For specialty artisanal goods and restaurants, independent stores will still be able to break through. But outside of restaurants, the portion of the specialty goods sector held by independents is likely to be small, if not infinitesimal, even if particularly important to and prominent within traditional commercial districts.
But the consolidation of companies within retail categories, for example, Macy's in department stores; Walmart and Target in general discount, Kohls in apparel and housewares; Best Buy and hhgregg in electronics and appliances; Bed, Bath and Beyond in housewares, etc,; makes it very difficult to populate all the various legacy commercial districts and neighborhood centers that people want to activate.
For example, in the department store category, DC once had six mainline stores that were locally owned (Garfinckels, Hechts, Jelleffs, Kanns, Landsburghs, Woodward & Lothrop)--and they each served the city from one Downtown store, although Garfinckels had an outpost in Spring Valley, and Woodies a store just over the city line in Friendship Heights. Plus, Sears had three stores in DC, and the African-American focused Morton's chain had stores across the city, mostly in neighborhood commercial districts but a downtown store also. Of all of those stores, only the Downtown Hecht's (now Macy's) is left.

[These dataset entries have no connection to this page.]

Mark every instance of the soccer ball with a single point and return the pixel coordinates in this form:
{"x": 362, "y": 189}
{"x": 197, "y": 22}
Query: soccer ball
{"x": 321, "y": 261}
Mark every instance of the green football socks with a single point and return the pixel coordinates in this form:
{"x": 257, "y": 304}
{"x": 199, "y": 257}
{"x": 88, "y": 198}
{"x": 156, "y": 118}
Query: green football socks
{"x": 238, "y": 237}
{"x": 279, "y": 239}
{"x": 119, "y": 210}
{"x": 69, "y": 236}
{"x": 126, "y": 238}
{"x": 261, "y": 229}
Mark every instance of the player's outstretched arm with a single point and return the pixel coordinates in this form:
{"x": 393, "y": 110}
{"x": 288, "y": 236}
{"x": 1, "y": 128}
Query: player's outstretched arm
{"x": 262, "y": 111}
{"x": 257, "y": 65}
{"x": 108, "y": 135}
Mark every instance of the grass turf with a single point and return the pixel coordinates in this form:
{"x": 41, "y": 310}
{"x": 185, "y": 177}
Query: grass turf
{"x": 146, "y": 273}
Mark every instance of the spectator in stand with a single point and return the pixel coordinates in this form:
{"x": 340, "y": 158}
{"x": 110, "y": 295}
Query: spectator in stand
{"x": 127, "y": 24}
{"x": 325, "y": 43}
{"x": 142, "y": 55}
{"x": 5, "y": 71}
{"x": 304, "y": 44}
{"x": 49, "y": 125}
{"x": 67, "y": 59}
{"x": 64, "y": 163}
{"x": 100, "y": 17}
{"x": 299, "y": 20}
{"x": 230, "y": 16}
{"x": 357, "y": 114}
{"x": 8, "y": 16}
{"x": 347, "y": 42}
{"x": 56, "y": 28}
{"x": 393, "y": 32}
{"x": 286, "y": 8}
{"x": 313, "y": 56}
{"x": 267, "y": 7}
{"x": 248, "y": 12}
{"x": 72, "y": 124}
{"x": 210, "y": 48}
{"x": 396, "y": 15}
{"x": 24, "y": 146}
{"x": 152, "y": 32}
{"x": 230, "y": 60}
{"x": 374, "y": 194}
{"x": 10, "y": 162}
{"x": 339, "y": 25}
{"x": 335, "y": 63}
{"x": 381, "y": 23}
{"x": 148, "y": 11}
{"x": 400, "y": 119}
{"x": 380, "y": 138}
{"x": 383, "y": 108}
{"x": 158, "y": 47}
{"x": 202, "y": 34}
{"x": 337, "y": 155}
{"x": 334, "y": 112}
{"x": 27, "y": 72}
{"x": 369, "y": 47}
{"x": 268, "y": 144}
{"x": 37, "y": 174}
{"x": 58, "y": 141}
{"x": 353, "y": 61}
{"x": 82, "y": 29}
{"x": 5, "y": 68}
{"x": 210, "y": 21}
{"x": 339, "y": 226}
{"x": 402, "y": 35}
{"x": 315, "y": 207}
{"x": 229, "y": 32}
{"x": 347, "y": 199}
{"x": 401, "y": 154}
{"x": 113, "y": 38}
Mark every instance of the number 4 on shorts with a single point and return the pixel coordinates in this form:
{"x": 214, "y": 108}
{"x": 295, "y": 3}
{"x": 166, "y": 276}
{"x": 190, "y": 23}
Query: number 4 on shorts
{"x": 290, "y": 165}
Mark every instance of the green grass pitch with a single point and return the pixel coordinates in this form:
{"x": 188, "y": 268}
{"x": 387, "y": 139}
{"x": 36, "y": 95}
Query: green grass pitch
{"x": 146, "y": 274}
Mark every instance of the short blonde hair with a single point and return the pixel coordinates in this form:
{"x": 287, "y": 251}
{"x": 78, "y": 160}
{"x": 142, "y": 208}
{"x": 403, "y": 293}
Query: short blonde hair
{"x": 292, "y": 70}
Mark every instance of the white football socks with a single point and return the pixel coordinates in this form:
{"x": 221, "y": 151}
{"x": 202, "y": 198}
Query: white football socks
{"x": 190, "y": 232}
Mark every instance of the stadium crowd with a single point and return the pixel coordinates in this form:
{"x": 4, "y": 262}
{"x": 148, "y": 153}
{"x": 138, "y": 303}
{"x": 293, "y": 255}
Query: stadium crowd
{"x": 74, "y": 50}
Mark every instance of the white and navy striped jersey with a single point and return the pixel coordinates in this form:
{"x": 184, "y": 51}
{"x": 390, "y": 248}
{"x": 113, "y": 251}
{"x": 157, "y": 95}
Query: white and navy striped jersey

There isn't enough demand, let alone enough different store companies able to fill all the space that currently exists.
5. One newer development is how in some of the biggest or highest income cities, certain chains are opening a select set of experience-retail focused outposts different from their typical offerings. For example, how REI is opening a signature store in the old Uline Arena (a building I helped save from demolition) or how Urban Outfitters has opened a signature almost "department store" like experience in Manhattan.
This is the next stage of higher end chain retail in urban centers that I discussed some in this piece from 2012, "Another point about urban retail: Whole Foods, Design within Reach, and American Apparel," and this piece from 2010, "Speaking of the Room & Board store and not knowing how the retail industry works."
In any cases, the strong markets will still be able to attract and develop retail while the weak markets will continue to find recruiting and developing retail a slog.
The Room and Board building on 14th Street NW, before renovation.
6. 14th Street NW has arrived. In 2010, I said it would take awhile before the retail offer on 14th Street between T and Rhode Island Avenue improves. If we extend that to U, to include the Trader Joes, I think it's fair to say that the improvement has arrived.
See "14th Street NW as a retail district."
The same building after renovation.
Although the district is dominated by restaurants, with only a smattering of retail, it works well enough for residents, because the convenience retail (Whole Foods, Trader Joes) meets real needs, and the specialty retail lends an upscale feel and appeals to a wider trade area, bringing people to the commercial district from across the metropolitan area, rather than just the neighborhood or city.